Following this engagement, it is clear to the Board and the Manager that there is insufficient support from shareholders to pass the special resolution required to successfully implement the Strategic Proposal.

The Board remains focused on delivering shareholder value and has carefully assessed all actionable options currently available to the Company to achieve that objective. Accordingly, the Board has unanimously concluded that it is currently in the best interests of its shareholders, as a whole, to pursue a managed wind-down of the Company’s investment portfolio (the “Managed Wind-Down“). The Board will give consideration as to how best to ensure the Company is able to continue operating its ordinary activities, whilst ensuring that it can deliver shareholder value through disposals and ultimately a full liquidation of the Company’s portfolio. The Board remains open to proposals for any, or all, of the assets of the Company’s portfolio.

The Board now intends to agree appropriate arrangements to effect the Managed Wind-Down and align economic interests towards monetising assets. The Board and the Manager have agreed in good faith to minimise any termination fees that could potentially be payable to the Manager, on the basis that if termination does occur, the Manager’s contractual notice period would be deemed to have commenced on today’s date.

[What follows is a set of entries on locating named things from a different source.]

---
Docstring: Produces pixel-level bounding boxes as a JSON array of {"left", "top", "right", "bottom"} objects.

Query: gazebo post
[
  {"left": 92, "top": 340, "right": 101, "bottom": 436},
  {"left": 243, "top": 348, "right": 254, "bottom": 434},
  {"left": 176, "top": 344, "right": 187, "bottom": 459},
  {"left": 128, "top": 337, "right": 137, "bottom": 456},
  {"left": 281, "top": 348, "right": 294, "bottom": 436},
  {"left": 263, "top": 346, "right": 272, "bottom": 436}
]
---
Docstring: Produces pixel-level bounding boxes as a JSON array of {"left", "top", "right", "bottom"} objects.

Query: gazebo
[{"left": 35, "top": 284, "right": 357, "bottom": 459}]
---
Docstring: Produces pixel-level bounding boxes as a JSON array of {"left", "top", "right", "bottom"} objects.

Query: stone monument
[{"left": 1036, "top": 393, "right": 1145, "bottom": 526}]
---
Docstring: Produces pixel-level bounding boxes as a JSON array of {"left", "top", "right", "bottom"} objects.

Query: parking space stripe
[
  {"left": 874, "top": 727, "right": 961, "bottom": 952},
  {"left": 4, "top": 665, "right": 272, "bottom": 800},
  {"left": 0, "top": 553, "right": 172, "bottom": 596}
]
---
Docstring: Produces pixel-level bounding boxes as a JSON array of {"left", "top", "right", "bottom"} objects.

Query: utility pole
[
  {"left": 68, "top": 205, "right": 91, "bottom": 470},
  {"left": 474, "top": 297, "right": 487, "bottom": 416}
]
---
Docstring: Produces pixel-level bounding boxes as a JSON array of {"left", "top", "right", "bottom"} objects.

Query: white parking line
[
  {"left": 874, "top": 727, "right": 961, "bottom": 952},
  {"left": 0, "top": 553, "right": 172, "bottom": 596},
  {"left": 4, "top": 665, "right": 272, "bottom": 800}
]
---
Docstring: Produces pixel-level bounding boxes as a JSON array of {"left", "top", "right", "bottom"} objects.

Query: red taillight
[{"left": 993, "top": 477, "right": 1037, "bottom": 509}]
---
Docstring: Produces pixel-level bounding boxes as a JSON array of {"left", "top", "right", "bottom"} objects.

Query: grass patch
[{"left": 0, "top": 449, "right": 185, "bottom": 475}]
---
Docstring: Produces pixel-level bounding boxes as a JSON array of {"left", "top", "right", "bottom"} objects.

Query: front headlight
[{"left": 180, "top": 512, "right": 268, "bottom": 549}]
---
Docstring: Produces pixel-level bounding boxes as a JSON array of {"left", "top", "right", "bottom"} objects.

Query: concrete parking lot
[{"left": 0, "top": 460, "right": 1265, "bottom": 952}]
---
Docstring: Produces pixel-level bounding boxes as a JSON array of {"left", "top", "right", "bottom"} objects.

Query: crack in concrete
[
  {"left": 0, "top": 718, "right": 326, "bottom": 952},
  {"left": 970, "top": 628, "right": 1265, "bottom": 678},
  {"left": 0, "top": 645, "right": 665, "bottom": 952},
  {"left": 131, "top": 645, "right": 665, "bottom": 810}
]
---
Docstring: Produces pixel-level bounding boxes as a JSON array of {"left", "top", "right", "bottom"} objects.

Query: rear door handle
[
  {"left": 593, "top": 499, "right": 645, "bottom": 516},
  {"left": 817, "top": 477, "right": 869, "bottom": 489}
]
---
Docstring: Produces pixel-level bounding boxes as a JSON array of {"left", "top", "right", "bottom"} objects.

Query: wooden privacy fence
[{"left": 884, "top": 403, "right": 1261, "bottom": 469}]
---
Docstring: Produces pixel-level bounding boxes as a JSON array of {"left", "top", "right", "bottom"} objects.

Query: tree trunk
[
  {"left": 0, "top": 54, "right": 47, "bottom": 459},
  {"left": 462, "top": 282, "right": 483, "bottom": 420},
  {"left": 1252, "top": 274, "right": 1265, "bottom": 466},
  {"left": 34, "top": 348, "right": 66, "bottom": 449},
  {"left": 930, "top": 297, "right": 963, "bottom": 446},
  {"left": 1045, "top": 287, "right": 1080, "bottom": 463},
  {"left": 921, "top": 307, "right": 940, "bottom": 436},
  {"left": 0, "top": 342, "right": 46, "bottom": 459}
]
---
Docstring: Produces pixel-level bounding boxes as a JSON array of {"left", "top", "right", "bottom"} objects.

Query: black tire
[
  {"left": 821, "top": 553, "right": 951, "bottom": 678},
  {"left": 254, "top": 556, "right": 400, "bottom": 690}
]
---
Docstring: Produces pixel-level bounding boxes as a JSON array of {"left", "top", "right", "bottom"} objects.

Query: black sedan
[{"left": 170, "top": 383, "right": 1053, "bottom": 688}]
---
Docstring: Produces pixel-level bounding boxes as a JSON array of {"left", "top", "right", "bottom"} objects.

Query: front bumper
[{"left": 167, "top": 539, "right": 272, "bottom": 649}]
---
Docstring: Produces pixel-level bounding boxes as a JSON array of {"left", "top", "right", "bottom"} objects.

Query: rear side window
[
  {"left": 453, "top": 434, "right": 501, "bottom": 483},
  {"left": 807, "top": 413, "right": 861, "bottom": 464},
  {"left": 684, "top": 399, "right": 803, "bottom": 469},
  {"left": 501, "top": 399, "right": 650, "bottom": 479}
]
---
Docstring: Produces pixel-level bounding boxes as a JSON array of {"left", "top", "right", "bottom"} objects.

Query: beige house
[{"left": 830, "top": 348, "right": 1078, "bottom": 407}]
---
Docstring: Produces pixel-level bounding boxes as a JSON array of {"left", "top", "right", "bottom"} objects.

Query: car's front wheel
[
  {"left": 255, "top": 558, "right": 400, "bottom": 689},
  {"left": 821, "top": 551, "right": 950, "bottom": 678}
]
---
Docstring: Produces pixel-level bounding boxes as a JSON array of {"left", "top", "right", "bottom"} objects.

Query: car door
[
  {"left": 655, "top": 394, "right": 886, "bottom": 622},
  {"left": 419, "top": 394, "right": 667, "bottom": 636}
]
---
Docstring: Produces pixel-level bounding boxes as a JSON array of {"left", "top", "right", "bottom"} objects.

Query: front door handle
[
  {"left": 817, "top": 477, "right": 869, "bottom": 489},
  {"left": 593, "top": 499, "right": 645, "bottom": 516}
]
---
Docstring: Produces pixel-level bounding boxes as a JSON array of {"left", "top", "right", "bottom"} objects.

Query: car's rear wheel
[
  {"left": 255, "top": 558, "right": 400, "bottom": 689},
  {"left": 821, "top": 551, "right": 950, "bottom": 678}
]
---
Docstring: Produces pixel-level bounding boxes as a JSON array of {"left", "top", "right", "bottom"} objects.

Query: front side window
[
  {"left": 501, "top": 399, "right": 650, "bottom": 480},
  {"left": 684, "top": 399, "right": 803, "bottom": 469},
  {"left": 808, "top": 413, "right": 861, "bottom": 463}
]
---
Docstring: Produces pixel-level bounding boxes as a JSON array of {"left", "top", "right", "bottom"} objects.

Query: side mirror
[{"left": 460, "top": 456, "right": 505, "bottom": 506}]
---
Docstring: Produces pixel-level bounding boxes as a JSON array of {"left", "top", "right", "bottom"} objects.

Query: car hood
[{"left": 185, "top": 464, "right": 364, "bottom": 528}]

The Board wishes to express its sincere appreciation to its shareholders for their recent engagement and constructive discussions. Moreover, the Board would also like to express its gratitude for the perseverance and support that shareholders have demonstrated through what the Board recognises has been, and continues to be, a very challenging time for the Company.

Further information

The Board will commence a process to evaluate the appropriate management arrangements of the Managed Wind-Down process shortly. In due course, the Board will announce the requisite changes required to the Company’s policies to facilitate a successful Managed Wind-Down and return of capital to shareholders over time. Further details will be announced as and when appropriate. 

Tony Roper, Chair of SEIT, commented:

“Since the material increase to interest rates in late 2022, the macro environment and investment trust landscape has become increasingly challenging and it has become clear to the Board that SEIT, like a lot of its investment trust peers, can no longer deliver returns that are acceptable to shareholders in its current structure and the status quo is not viable.

The Board is acutely aware of the reduction in share price in recent years and we recognise the frustration and uncertainty this has caused. We have listened carefully to the views expressed in our recent shareholder engagement and are grateful for the constructive dialogue and candour shown throughout.

Having considered a wide range of options, and in light of the clear preference for liquidity in addition to value, the Board believes that proposing a managed wind-down is the most appropriate course of action to seek to deliver value and provide shareholders with a clearer path to realisations, notwithstanding the execution challenges of achieving this objective in the current market environment.

We will continue to engage closely with shareholders as these plans evolve in the coming months.”